Выплакать чужим и незнакомым.
Выпустить, как птицу, из груди.

Ничего не жалко, всё теряю,
выношу из дома, отдаю.
А строка, от слёз совсем сырая,
щурится в придуманном раю,
сводит крылья, падает от веса
прежде незнакомого, дрожит
и идёт, идёт по краю леса
тёмной человеческой души.


ГЛИНЯНАЯ СВИСТУЛЬКА
Ты думаешь: «Какая ерунда...»,
и всё на свете трогается с места.
Смывает птичий, хрупкий след вода
и лепит страх свой девочка из теста
песчаного, за неименьем слов,
растёт, растёт — и вырастет большая
на Пасху или даже — на Покров,
и ложечкой в стакане чай мешая,
она, конечно, спросит ни о чём
и что ты ей тогда ответишь, если
ей от любого слова — горячо,
и всё давно известно, всё известно.

Ты подари ей глиняный свисток,
безделицу, игрушечку, пичужку,
и пусть она садится на порог
и вызывает дождь, а ты на ушко
шепчи своё «какая ерунда...»
А дождь пойдёт под вечер мелким просом.
Зачем смывает птичий след вода,
та девочка тебя уже не спросит.
Прижав свистульку к розовому рту,
она услышит, как легко и просто
протяжный звук пугает немоту
над старым зарастающим погостом,

где в земляных могилках места нет, —
так пусть растёт та девочка — большая,
о детской муке время вопрошая,
о том, чего давно растаял след...


* * *
…там, где был человек, не сходил с языка,
там остался лишь снег и следы.
Я не чувствую ноши, ведь ноша легка,
как прозрачные эти сады,
без одежды стоящие и надо мной
наклонившие лица свои.
Умираю от жажды.
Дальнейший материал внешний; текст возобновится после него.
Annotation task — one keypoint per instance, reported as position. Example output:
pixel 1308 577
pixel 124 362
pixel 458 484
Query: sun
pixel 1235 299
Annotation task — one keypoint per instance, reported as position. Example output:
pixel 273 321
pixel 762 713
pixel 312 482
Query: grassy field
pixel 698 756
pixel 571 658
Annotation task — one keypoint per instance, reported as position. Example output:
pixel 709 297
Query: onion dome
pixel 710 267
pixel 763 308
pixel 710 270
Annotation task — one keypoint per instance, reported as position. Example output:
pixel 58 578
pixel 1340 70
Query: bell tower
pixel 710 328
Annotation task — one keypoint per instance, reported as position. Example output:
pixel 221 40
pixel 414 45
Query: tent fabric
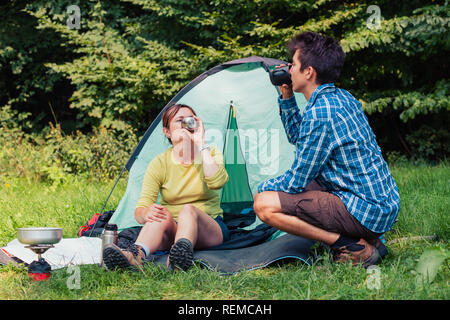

Из чаши резной
напои же меня, напои.
Как кончается год незаметно, как день
обрывается на полусло…
Ветер носит листву и дрожит на воде
круг безвременья, злое число.
Словно нет нас и не было. Страшно сказать:
не случимся уже никогда.
Изливают на землю тоску небеса.
Замерзают в воде города.

Вот и этот заброшенный город пустой
затерялся на карте земной.
Только падает снег над тетрадным листом,
только стены стоят за спиной.
Человеческих душ ослепительный след,
мимолётный случайный болид,
отгорит в атмосфере и — нет его, нет,
и нигде у меня не болит.
Длится улица, тянет свой хвост в темноту
и дрожат над землёй фонари.
Если есть ты, ответь мне (я слово — найду).
Если свет ты — гори, гори…

100-летие «Сибирских огней»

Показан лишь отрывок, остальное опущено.